The typical test verifies the happy path with a representative input. This is necessary but not sufficient. The bugs that reach production are almost always in edge cases: empty collections, zero values, maximum values, None inputs, concurrent access, network timeouts. Each of these deserves its own test.

@pytest.mark.parametrize("items,expected", [
    ([],           Decimal("0.00")),     # empty cart
    ([("x", "0.01", 1)], Decimal("0.01")),  # minimum price
    ([("y", "999.99", 100)], Decimal("99999.00")),  # large order
])
def test_cart_total_edge_cases(items, expected):
    cart = ShoppingCart()
    for name, price, qty in items:
        cart.add_item(name, price=Decimal(price), qty=qty)
    assert cart.total() == expected

Parametrized tests (pytest's @pytest.mark.parametrize, JUnit 5's @ParameterizedTest) let you express many input/output pairs without duplicating the test body. This is far better than repeating nearly identical test functions for each case.

What coverage tells you and what it does not

Code coverage measures which lines (or branches) were executed during the test run. 80% line coverage means 20% of lines were never touched. Coverage has a ceiling effect: reaching 100% does not mean your tests are good — it means every line was executed at least once. A test that calls a function with a valid input, never checks the return value, and still "covers" the function is not a useful test.
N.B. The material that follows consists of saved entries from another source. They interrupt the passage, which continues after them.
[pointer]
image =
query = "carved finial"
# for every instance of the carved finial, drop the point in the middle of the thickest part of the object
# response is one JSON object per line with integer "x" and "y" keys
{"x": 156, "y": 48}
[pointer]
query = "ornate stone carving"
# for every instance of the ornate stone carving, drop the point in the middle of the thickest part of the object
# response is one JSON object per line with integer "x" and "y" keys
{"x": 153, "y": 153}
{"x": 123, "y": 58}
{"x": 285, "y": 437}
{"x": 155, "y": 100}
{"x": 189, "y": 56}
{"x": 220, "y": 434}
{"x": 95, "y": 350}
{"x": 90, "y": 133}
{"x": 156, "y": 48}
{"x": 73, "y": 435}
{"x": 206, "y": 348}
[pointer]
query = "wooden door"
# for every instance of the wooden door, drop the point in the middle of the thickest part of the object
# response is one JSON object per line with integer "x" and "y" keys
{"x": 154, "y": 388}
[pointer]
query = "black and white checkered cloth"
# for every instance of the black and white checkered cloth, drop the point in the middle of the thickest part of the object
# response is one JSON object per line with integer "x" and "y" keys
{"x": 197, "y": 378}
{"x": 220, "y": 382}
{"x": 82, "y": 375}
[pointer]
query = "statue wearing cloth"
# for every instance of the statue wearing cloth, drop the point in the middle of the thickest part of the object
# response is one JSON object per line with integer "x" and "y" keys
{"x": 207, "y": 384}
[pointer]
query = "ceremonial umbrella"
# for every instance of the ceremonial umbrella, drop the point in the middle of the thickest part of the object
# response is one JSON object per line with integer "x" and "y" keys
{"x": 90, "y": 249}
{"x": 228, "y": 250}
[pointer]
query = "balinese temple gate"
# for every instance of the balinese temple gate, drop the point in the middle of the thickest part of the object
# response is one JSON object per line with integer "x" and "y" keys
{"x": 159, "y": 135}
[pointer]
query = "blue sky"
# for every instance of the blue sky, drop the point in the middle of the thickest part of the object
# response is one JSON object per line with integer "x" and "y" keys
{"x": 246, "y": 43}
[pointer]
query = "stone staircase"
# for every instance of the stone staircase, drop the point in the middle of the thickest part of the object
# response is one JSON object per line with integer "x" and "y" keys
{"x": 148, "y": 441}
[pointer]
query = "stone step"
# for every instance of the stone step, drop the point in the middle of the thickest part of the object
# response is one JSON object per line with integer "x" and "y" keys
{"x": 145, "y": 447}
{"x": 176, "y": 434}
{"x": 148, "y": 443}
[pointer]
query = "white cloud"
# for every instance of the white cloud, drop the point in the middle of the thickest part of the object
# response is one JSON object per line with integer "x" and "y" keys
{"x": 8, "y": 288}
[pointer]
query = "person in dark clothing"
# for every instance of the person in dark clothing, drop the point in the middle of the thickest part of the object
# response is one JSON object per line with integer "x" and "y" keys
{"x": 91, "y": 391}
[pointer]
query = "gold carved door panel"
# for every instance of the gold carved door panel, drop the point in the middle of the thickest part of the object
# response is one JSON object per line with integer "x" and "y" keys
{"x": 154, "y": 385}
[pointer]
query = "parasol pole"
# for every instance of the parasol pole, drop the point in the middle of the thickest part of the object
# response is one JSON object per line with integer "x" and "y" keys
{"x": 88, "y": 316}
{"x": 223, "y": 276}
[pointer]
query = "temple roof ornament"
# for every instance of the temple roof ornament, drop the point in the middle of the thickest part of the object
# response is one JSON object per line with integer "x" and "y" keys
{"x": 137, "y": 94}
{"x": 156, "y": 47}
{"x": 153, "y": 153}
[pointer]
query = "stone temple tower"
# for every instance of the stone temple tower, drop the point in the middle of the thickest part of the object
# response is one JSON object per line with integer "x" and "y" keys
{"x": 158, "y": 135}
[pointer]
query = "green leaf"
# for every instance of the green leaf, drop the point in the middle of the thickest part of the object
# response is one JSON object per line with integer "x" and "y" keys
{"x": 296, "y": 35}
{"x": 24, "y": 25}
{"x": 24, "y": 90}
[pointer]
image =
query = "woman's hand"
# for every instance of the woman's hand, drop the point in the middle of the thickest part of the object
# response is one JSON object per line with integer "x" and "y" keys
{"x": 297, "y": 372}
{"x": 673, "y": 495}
Use coverage as a floor, not a goal. A coverage report that flags a large block of untested code is useful: go write tests for it. A project that treats 80% as a success criterion and stops there has learned the wrong lesson from the metric. The useful question is not "what percentage of lines did we execute?" but "do we have tests for the failure modes and edge cases that matter?"
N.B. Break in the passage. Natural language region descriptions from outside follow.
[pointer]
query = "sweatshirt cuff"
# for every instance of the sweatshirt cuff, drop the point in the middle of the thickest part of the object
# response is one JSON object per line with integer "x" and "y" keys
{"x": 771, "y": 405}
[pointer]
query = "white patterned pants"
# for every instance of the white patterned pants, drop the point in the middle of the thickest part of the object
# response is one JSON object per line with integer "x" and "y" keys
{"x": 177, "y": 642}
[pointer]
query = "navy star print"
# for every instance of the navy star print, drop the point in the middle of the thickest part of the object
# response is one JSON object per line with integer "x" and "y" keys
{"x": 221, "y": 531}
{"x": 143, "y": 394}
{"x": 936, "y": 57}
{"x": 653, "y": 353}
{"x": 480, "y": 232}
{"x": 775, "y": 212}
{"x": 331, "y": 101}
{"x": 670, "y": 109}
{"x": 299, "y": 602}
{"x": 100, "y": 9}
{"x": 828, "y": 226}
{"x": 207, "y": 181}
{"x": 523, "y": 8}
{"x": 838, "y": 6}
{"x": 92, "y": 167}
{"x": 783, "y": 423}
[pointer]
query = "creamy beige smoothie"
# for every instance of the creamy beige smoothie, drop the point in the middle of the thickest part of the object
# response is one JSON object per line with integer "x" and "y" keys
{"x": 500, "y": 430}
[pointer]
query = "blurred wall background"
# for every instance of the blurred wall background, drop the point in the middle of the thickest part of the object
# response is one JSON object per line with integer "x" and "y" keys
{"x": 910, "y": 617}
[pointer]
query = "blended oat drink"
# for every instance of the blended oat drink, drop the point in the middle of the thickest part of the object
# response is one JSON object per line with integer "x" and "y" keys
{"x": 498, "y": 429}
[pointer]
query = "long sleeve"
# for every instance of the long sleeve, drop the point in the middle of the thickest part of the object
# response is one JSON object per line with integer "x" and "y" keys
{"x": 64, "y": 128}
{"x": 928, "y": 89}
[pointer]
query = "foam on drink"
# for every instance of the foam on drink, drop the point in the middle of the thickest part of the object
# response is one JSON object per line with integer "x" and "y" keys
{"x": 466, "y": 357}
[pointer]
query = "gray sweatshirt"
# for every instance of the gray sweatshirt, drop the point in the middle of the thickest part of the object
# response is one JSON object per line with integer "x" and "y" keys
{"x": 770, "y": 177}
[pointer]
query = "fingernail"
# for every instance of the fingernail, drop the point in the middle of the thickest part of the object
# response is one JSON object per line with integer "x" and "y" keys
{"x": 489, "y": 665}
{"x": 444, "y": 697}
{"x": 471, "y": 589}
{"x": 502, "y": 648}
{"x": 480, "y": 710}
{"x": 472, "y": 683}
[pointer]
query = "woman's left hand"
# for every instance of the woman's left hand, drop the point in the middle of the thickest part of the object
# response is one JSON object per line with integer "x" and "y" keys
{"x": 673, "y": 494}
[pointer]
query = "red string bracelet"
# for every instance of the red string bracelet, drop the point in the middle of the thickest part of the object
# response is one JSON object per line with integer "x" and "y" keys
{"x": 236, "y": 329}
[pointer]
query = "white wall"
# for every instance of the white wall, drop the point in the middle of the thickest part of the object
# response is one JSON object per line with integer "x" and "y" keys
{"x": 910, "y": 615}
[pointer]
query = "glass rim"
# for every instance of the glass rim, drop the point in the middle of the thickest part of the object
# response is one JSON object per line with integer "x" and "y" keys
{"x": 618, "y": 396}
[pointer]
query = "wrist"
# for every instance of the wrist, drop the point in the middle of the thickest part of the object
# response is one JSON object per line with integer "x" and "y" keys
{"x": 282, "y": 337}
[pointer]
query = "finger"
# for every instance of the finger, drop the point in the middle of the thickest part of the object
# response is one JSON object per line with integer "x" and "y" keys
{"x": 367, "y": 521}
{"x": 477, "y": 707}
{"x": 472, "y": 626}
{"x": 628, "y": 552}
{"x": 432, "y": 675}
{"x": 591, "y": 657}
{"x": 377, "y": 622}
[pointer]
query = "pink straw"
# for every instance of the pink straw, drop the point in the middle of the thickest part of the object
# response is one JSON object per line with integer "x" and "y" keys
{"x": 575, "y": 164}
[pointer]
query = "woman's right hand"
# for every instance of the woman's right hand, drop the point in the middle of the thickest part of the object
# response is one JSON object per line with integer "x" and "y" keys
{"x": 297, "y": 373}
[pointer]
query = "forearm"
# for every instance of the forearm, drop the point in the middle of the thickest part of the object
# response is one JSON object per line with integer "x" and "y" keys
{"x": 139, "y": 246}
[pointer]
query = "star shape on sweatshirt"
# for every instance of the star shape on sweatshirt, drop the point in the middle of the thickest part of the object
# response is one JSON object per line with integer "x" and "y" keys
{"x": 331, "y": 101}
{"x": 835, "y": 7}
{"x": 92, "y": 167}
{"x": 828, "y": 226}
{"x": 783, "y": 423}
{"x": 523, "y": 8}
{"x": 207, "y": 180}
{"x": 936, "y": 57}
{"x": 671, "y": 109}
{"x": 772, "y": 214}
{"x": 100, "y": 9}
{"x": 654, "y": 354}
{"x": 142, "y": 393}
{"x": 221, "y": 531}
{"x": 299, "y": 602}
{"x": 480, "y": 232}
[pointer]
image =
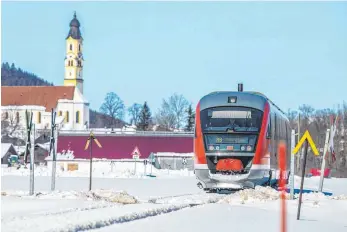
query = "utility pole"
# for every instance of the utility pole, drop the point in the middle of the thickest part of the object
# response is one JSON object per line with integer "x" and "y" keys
{"x": 91, "y": 137}
{"x": 53, "y": 148}
{"x": 29, "y": 122}
{"x": 32, "y": 163}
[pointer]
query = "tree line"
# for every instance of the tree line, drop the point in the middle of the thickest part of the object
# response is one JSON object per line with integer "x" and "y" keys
{"x": 175, "y": 113}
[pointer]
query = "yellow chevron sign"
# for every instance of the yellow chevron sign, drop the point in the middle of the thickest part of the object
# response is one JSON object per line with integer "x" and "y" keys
{"x": 310, "y": 141}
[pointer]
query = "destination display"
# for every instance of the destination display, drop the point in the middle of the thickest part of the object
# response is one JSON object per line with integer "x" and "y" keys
{"x": 230, "y": 142}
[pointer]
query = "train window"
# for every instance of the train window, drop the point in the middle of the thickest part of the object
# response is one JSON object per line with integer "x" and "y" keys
{"x": 276, "y": 128}
{"x": 238, "y": 119}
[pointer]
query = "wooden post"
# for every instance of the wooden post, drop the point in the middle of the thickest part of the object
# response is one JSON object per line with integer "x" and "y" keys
{"x": 302, "y": 180}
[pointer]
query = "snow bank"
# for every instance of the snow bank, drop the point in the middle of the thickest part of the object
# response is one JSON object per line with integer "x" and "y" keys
{"x": 101, "y": 169}
{"x": 265, "y": 194}
{"x": 109, "y": 195}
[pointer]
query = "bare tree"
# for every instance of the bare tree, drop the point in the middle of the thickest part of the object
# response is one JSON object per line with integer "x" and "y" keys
{"x": 165, "y": 118}
{"x": 10, "y": 122}
{"x": 173, "y": 112}
{"x": 292, "y": 116}
{"x": 134, "y": 112}
{"x": 113, "y": 107}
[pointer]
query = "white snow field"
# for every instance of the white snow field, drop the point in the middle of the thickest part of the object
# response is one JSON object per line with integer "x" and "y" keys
{"x": 169, "y": 202}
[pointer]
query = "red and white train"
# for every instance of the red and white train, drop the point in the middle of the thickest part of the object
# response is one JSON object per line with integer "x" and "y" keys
{"x": 236, "y": 140}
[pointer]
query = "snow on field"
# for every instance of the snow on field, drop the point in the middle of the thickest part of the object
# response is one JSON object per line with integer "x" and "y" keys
{"x": 169, "y": 202}
{"x": 100, "y": 169}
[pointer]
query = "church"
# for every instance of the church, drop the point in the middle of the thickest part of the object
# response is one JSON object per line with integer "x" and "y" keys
{"x": 68, "y": 101}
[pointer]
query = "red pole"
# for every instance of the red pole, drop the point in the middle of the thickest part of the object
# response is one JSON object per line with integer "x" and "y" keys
{"x": 282, "y": 184}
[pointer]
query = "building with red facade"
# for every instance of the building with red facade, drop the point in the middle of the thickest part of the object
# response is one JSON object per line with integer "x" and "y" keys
{"x": 121, "y": 145}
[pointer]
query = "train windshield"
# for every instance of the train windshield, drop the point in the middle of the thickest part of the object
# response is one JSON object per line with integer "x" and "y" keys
{"x": 231, "y": 119}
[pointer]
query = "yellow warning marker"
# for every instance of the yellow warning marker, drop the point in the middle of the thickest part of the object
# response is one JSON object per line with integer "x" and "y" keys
{"x": 310, "y": 141}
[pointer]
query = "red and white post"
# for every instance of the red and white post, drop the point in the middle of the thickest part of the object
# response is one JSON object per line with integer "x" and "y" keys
{"x": 282, "y": 185}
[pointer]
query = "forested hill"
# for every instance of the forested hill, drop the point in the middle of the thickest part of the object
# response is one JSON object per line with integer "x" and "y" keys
{"x": 12, "y": 76}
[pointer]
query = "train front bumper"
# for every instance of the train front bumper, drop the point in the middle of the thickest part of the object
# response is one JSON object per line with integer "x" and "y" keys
{"x": 209, "y": 180}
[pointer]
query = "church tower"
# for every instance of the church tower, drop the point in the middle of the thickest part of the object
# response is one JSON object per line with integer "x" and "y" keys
{"x": 74, "y": 58}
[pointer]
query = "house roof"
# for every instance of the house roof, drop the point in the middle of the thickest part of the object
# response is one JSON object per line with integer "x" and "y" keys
{"x": 5, "y": 147}
{"x": 46, "y": 96}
Mutation testing is a more rigorous alternative: the tool automatically introduces small bugs into your code (flipping a > to >=, deleting a line) and checks whether your tests catch the change. A suite that misses most mutations is not doing its job regardless of coverage percentage.

Test speed and organization

Tests that run slowly do not get run. The goal is a suite that completes in seconds for local development, so developers run it constantly rather than at commit time only. The main strategies:

  • Keep unit tests (in-memory, no I/O) separate from integration tests (database, network). Run unit tests locally on every save; run integration tests in CI.
  • Do not hit the real database in unit tests. A fake repository or an in-memory SQLite database is faster by two orders of magnitude than a real PostgreSQL instance over a network socket.
  • Avoid time.sleep in tests. If you need to test time-dependent behavior, inject the clock as a dependency and control it in the test.
# Inject the clock so tests can control "now"
from datetime import datetime

class TokenService:
    def __init__(self, clock=None):
        self._clock = clock or datetime.utcnow

    def is_expired(self, token):
        return self._clock() > token.expires_at

# In the test
def test_expired_token_rejected():
    future = datetime(2030, 1, 1)
    service = TokenService(clock=lambda: future)
    token = Token(expires_at=datetime(2025, 1, 1))
    assert service.is_expired(token)

A test suite that is fast, focused on behavior, and minimal in its use of mocks stays useful as the codebase grows. One that is slow, coupled to implementation details, and littered with assertions on internal state becomes a burden within months — and gets turned off rather than fixed.